One of the key changes to be introduced under the 2019 corporate income tax (CIT) reform in Poland is a substantial review of the withholding tax (WHT) regime, in particular the way WHT exemptions or reduced rates can be applied.
Following these changes, WHT will become obligatory for certain cross-border payments. Even when a lower rate or an exemption is available, for example under a bilateral tax treaty entered into by Poland, the WHT has to be withheld in full by the withholding agent based on Polish domestic law (at either 19 percent or 20 percent) and remitted to the relevant tax authority. The tax authority may provide a refund after it has verified the right of the non-resident taxpayer to benefit from a reduced rate or an exemption.
In principle, the changes will affect cross-border payments exceeding PLN2 million annually paid to a non-resident taxpayer. The payments that may be affected by these changes include dividends, interest, royalty fees as well as various services (such as marketing, management, advisory or guarantees).
WHT refund procedure
WHT paid to the tax authority can be recovered based on an application filed either by the non-resident taxpayer (the beneficial owner of the payment) or the remitter (in case it incurs the economic burden of such withholding – eg, by the application of the gross-up procedure).

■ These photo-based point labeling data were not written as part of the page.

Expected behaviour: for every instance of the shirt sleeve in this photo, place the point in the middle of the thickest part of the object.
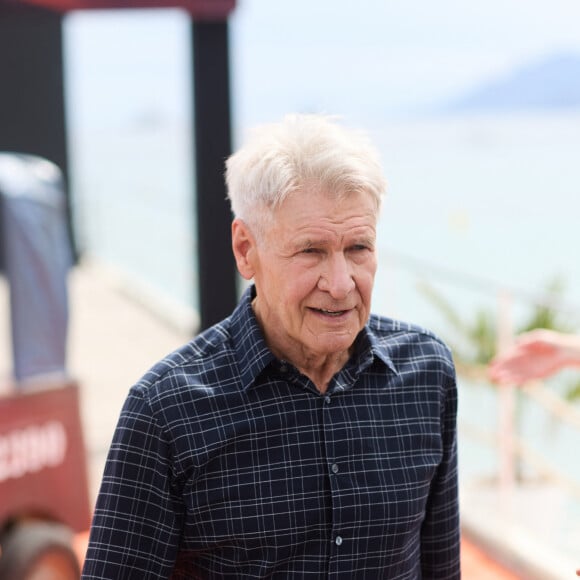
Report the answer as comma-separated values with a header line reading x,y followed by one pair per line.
x,y
139,513
440,540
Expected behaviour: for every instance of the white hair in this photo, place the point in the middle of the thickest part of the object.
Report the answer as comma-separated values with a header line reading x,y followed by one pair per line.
x,y
281,158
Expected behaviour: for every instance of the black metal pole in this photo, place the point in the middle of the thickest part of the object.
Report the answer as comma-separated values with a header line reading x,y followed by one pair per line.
x,y
32,101
217,274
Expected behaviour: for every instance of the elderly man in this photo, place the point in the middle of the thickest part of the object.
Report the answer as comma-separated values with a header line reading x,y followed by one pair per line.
x,y
302,437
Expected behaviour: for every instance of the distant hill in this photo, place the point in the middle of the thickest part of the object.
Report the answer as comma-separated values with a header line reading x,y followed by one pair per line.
x,y
553,83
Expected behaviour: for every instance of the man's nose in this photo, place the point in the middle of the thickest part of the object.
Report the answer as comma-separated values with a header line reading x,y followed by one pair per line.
x,y
336,279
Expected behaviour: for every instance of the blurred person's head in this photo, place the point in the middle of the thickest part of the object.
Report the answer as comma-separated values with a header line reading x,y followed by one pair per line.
x,y
306,195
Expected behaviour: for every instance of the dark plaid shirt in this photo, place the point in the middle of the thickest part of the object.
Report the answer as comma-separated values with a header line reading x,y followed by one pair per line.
x,y
228,463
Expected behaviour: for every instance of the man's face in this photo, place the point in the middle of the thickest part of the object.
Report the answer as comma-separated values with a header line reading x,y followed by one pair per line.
x,y
314,271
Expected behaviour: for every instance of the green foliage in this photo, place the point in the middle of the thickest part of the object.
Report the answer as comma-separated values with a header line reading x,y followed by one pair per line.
x,y
474,341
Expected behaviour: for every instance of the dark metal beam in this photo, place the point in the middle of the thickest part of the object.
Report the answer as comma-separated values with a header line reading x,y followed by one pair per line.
x,y
32,101
217,273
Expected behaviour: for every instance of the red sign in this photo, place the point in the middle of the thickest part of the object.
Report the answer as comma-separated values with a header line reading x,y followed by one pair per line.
x,y
199,9
43,468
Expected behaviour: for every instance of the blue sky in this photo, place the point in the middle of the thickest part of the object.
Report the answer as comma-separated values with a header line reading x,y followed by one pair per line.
x,y
376,56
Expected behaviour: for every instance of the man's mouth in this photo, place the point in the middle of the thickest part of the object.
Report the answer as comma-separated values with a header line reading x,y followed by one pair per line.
x,y
333,313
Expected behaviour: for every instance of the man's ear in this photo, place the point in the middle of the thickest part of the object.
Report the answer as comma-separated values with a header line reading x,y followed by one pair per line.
x,y
243,245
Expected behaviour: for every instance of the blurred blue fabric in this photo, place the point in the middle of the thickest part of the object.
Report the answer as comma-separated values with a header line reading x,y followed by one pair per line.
x,y
36,259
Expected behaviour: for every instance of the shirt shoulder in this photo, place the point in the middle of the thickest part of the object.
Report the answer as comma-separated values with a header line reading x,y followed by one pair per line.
x,y
405,341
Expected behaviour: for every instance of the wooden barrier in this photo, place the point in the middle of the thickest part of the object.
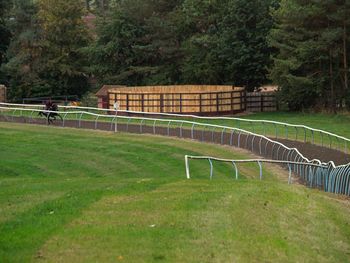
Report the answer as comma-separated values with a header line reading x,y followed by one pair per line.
x,y
199,99
2,93
261,101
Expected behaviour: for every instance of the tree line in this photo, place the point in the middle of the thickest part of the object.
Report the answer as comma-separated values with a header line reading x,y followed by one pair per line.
x,y
47,47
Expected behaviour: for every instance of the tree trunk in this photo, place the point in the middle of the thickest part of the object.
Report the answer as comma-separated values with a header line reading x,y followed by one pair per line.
x,y
331,82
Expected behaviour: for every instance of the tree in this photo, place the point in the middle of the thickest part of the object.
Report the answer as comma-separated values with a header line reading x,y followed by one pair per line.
x,y
5,33
23,55
244,48
312,42
136,44
63,35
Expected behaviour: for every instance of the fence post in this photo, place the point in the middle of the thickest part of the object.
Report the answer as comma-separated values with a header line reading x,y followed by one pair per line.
x,y
211,169
236,169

In principle, such refunds should be obtained within six months from the application date; however, an application may trigger further investigation proceedings which may cause further delays.
Alternative procedures in order to mitigate WHT
Tax remitters (ie, the withholding agents) will have the option to apply the existing regime to any payments exceeding PLN2 million by filing an additional statement (together with relevant documents) to the tax authority. Such statement and documents should confirm in particular:
- fulfilment of standard formal requirements (eg, obtaining certificate of tax residency.) and
- exercise of the due diligence, including verification of the foreign taxpayer status in its home jurisdiction (in particular, with respect to its beneficial owner status and conducting business activity in home jurisdiction – ie, revenues received from Poland should be allocated to the genuine business activity rendered in home jurisdiction).
Doing so will allow the withholding agents to apply the reduced rate or the exemption directly, but the withholding agents will be liable under the Penal Fiscal Code.
Tax remitters will also have an option to apply to the tax authorities for a pre-approved opinion (allowing for an exemption from WHT) with respect to certain categories of cross-border payments – eg, dividends or interest payments for which the implemented provisions of the EU Parent-Subsidiary Directives or EU Interest-Royalties Directives are applicable.
The planned amendments will come into force on January 1, 2019 and will very likely have a significant impact on both Polish remitters and the non-residents involved (lenders, shareholders, licensors or service providers).
The new regulation does not provide for any grandfathering clause, meaning it will be necessary for parties to such cross-border arrangements to verify their active agreements (including credit facility agreements), as some of them may contain gross-up clauses that are not in compliant with the new rules.
Based on that verification, the remitters may need to work out new procedures with respect to their withholding obligations. The new rules should be also taken into account when negotiating new agreements that will result in payments of interest, royalties or service fees from January 1, 2019.